This repo trains and analyzes neural nets for predicting how a tokamak (fusion reactor) plasma will evolve in time given an initial condition and user-specified actuator trajectories. It is a (pytorch-based) cleanup of the (tensorflow-based) plasma-profile-predictor, which was described in our 2021 Nuclear Fusion paper.
Generate an h5 file with data-fetching repo
-------- TO TRAIN A MODEL --------- In configs/default.cfg point raw_data_filename to the generated h5 file. Then change preprocessed_data_filename_base to a "base" name for writing processed data. Run preprocess_data.py, which will generate the basename with _train.pkl, _val.pkl, and _test.pkl appended. Change output_dir in the config file to where you want to dump a model, then run python ian_train.py to train a model to go there. To train a full ensemble of models (submitting them to slurm on traverse) do python launch_ensemble.py which will train 10 with 0,...,9 appended to the end. Use modelStats.py {config_filename} to plot training losses.
-------- TO CREATE AND VISUALIZE MODEL OUTPUTS --------- Run SimpleModelRollout.py {config_filename} (where config_filename is the full path to the config file corresponding to the model) to create a pickle file with the predicted profiles. Set plot_ensemble to True or False depending on whether you're doing ensemble modeling or one model at a time. To visualize the predictions, use prediction_plotter.ipynb
-------- TO HELP TEST --------- Set train_shots, val_shots, and test_shots to a small number of shots each
-------- TO TUNE MODELS ------- Training takes a long time with curriculum learning. If you have a good model with the right inputs and want to tune it on simulation or other-machine data, or overfit it to data (e.g. for developing control for a specific scenario), copy the config file from the model you like, then
- set tune_model to true
- set the model_to_tune_filename_base to the output_filename_base (i.e. you're tuning the good model)
- set the output_filename_base to your new model name If you only want to tune certain layers add the layer names as a list. In torch layer names correspond to named class variables (self.rnn --> rnn, self.encoder --> encoder, self.decoder --> decoder) and can be found with for name, child in model.named_children(): print(name)
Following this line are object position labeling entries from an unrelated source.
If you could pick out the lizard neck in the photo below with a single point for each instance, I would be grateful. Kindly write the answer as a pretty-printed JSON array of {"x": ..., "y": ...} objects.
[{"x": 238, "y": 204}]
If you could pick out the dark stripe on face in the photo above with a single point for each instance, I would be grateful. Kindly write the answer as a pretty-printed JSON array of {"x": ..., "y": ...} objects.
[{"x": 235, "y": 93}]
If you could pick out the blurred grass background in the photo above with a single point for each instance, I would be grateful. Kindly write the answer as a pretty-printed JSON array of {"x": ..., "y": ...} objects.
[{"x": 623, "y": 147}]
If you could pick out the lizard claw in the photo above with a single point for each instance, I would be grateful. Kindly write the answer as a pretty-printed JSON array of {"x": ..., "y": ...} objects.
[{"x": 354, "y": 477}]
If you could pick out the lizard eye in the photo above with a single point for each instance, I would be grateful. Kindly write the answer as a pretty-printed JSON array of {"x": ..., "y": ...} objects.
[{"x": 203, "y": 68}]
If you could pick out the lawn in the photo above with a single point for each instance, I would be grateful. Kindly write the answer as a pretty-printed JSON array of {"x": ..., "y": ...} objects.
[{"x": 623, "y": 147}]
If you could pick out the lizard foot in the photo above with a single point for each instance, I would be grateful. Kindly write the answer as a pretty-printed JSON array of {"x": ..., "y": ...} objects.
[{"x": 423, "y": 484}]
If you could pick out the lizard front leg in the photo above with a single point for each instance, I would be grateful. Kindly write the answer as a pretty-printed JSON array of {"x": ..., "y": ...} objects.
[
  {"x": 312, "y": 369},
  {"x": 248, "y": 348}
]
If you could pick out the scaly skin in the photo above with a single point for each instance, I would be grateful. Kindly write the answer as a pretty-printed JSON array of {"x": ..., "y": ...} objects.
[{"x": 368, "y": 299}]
- for most cases set autoregression_start_epoch and autoregression_end_epoch to 0 since you don't want to go back to the beginning of the curriculum learning, you want to start from what you already have
- for some cases (e.g. for training on simulations where you only confidently can predict out to rho=0.8 and you only predict a subset of the profiles like TE and TI) add a list of the profiles you don't want to consider to masked_outputs and set tuning-->rho_bdry_index to the index of the boundary (e.g. rho=0.8 for nx=33 would be 0.8*33 ~ 26). This will mask those outputs during training.
-------- LRAN TRAINING AND CONTROL --------- To train a model with latent linear dynamics (LRAN) to be used to control applications, change the model.cfg model_type from IanRNN to HiroLRAN and repeat training steps above. To launch a control simulation, where the controller makes MPC actuator decisions using HiroLRAN and the profile evolution is simulated using IanRNN, use control_simulation.py. To visualize these results use control_plotter.ipynb.
-------- ENVIRONMENT SETUP --------- For pytorch environment setup on PPPL/Princeton's Traverse cluster along with a ton of other helpful info and examples, see researchcomputing.princeton.edu. h5py is also required for reading the h5 dataset. As of February 2023, I personally use module load anaconda3/2022.5 conda create --name torch --channel "https://opence.mit.edu/#/" "pytorch==1.12*=cuda11*" torchvision conda install -c anaconda h5py conda activate torch
And of course reload anaconda and activate this environment every time you go to run the code.